The Côte des Bar terroir contrasts with the chalky plain of the Marne: the hillsides here are formed of calcareous marls and hard limestones from the Upper Jurassic (-161 Ma and -145 Ma),a period during which the Champagne region was subject to numerous vertical movements of the earth's crust, known as epirogenic movements, which are said to be positive when the crust rises, and negative when it sinks.
These repetitive movements of the basement will cause successive sea arrivals and withdrawals and thus shape the different geological facies of the region.
In the Kimmeridgian (155 Ma to 155 Ma), the subsidence of the earth's crust led to a large-scale marine transgression which gave rise to the marl and limestone sedimentation characteristic of this geological period, and more particularly to the Virgulian period, which takes its name from a small, fossilised and abundant oyster found in the marl and limestone banks: the Exogyra Virgula.
In the Portlandian (-150 to -145 Ma), a powerful positive epirogenic movement (uplift of the earth's crust) of long duration caused a general emersion of the region, resulting in a very hard limestones formation, which are used today as ashlar.
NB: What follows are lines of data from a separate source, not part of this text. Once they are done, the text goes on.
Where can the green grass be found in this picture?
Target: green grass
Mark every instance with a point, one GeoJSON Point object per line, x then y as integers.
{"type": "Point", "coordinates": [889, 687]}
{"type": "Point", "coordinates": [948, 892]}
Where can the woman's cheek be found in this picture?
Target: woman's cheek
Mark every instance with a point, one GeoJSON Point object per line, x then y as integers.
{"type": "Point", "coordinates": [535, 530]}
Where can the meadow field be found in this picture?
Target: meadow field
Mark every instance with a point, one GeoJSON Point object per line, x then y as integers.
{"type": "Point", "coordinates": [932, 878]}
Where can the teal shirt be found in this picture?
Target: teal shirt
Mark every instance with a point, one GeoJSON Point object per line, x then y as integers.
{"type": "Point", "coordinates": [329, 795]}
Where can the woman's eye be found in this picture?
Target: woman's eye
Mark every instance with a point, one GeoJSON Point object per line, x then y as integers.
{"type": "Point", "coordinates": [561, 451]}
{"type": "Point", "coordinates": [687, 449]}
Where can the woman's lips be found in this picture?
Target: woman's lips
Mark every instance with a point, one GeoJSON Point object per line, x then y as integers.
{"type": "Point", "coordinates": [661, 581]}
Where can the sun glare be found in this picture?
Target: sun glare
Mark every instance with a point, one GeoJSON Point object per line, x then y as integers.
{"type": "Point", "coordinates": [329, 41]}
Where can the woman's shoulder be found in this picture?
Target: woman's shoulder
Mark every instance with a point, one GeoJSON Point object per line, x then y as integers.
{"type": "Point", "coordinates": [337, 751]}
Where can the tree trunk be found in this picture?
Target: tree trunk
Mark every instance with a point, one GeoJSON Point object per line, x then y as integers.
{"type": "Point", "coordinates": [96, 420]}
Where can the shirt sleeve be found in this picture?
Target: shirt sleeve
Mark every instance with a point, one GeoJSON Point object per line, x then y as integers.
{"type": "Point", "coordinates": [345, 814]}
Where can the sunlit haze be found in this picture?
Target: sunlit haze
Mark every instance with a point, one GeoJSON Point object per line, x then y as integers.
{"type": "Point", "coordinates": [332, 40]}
These two types of soil are perfectly represented by the localities of Vouette, resting on Kimmeridgian marls with alternating limestone banks rich in oyster fossils (Exogyra Virgula), and Sorbée , which offers a hard limestone soil dating from the Portlandian. Three quarters of the vines are planted in Kimmeridgian soil, the remaining quarter in Portlandian soil.



WINEGROWING & WINEMAKING


The Vouette & Sorbée estate, created in 1986, has been certified Organic Agriculture since 1998, under the impetus of Bertrand GAUTHEROT who decided to completely transform the cultivation method of the plots: putting an end to the sustainable cultivation practices of his father, he progressively converted the estate into Organic and Biodynamic farming. Even the compost is 'home-made', and the estate raises its own cows for this purpose.
The results are tangible: the soil is loose and the vine develops its root system vertically, rather than horizontally, in order to draw water deep in the soil: the water, through its slow run-off into the limestone rocks, is enriched with calcium carbonate and these minerals, drawn by the vine's roots, are found in the grapes and then in the wine.
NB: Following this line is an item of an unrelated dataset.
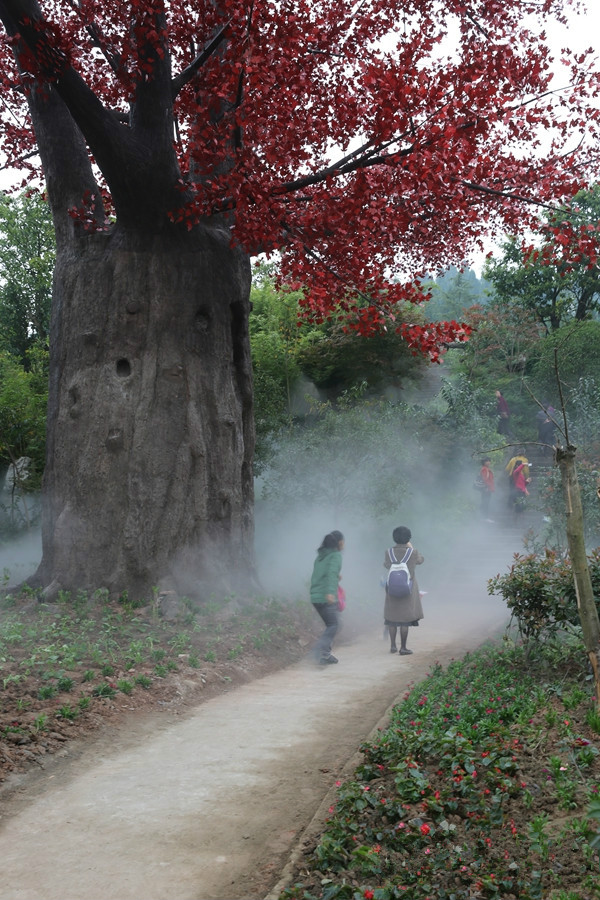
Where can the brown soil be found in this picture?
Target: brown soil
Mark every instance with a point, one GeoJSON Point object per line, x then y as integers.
{"type": "Point", "coordinates": [152, 795]}
{"type": "Point", "coordinates": [32, 726]}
The grapes are harvested by hand with successive passages in the vines according to their maturity: the harvest thus lasts on average three weeks. The grapes are pressed using a vertical press of Coquard type and the juice flows into vats to be settled, before being racked and vinified in 400-litre barrels or Burgundy pieces, but also in clay-amphorae as for the Texture cuvée, for example.
The alcoholic fermentation starts spontaneously under the action of indigenous yeasts and is then followed by the malolactic fermentation.
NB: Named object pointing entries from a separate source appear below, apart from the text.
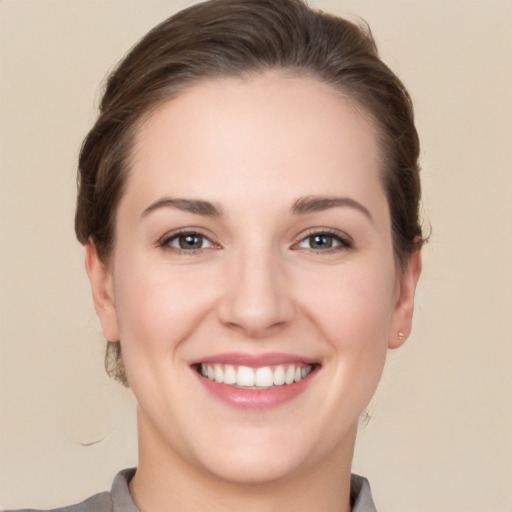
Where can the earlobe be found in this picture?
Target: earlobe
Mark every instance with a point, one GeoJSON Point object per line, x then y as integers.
{"type": "Point", "coordinates": [102, 289]}
{"type": "Point", "coordinates": [402, 319]}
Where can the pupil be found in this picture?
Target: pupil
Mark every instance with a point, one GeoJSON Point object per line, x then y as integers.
{"type": "Point", "coordinates": [190, 242]}
{"type": "Point", "coordinates": [321, 241]}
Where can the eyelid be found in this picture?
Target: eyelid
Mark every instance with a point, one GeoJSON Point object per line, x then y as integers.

After a short maturation phase, the wines are bottled without fining or filtration, with a liqueur de tirage for the second fermentation phase during the slats ageing phase that lasts about 18 to 24 months depending on the cuvée. After disgorging, no sugar is added, except in exceptional and extremely rare cases, so as not to modify the aromatic profile of the wine. All the cuvées are therefore Brut Nature champagnes.